Key research themes
1. How can machine learning and topological data analysis improve the extraction and modeling of the Cosmic Web's large-scale structure?
This research area focuses on developing sophisticated algorithms that can identify, extract, and probabilistically model the filamentary and web-like structures formed by galaxies and matter in the universe, known as the Cosmic Web. Traditional astrophysical statistics, such as correlation functions, often fail to capture the complexity of these large-scale arrangements. New computational methods aim to overcome challenges posed by high-dimensional data, noise, and hierarchical structures inherent in cosmological simulations and observations.
2. What role do multi-field dynamics and complex bias modeling play in advancing theoretical descriptions and observational constraints of large-scale structure formation?
This theme investigates the incorporation of multi-field scalar dark energy models and advanced biasing schemes in understanding the growth of cosmic structures. It covers both theoretical frameworks, such as multi-field dark energy models with curved field space trajectories and effective field theory (EFT) approaches to structure formation, and the precise measurement of bias parameters up to cubic order in Eulerian and Lagrangian frameworks. These developments address inadequacies in single-field or local bias models and refine parameter estimation for cosmological data sets.

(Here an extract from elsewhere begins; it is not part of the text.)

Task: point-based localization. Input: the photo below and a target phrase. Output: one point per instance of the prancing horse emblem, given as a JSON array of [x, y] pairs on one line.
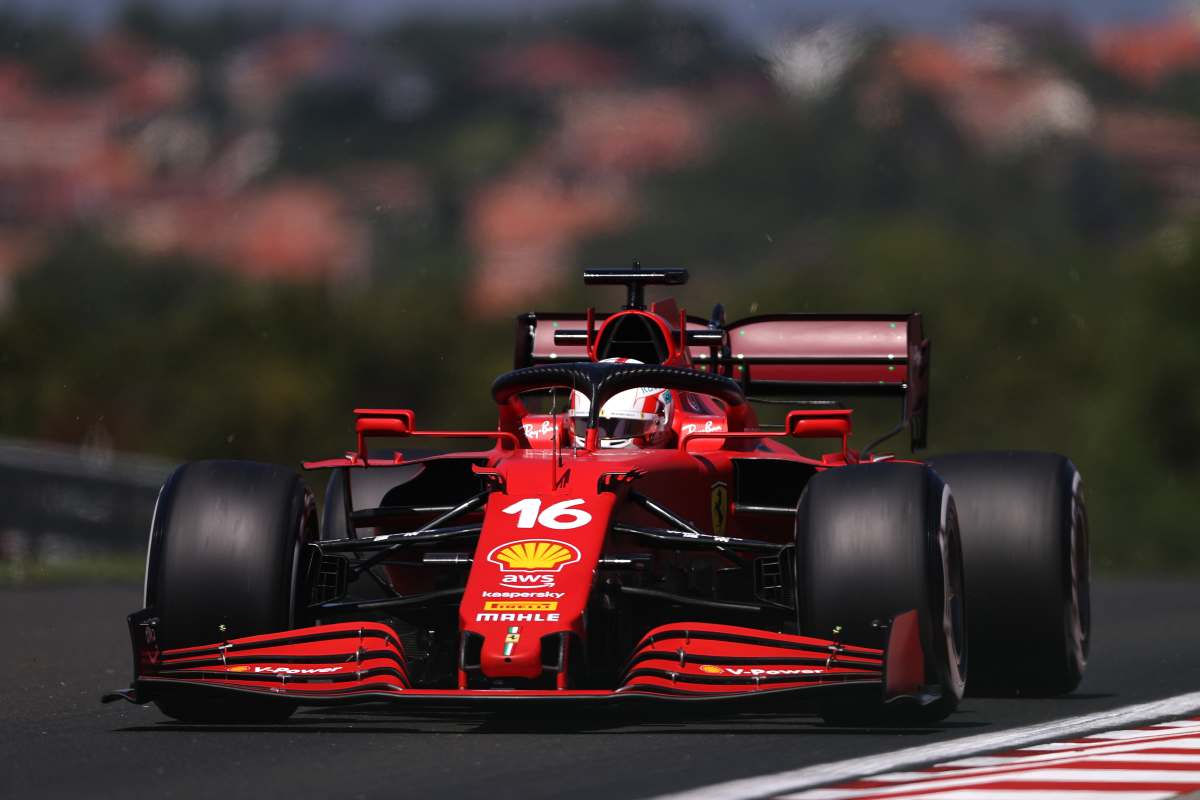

3. How do observational cosmology techniques, including CMB measurements and 21 cm cosmology, interact with large-scale structure studies to constrain fundamental parameters like optical depth and the growth of structure?
This area explores the interplay between cosmic microwave background (CMB) analyses, large-scale structure observations, and novel probes such as the 21 cm hydrogen line to improve constraints on critical cosmological parameters, particularly the optical depth to reionization (τ) and amplitude of matter fluctuations (As). Combining these complementary datasets aims to overcome parameter degeneracies, refine the timeline of reionization, and enhance the precision of growth rate measurements, thereby advancing our understanding of the universe's evolution and underlying physics.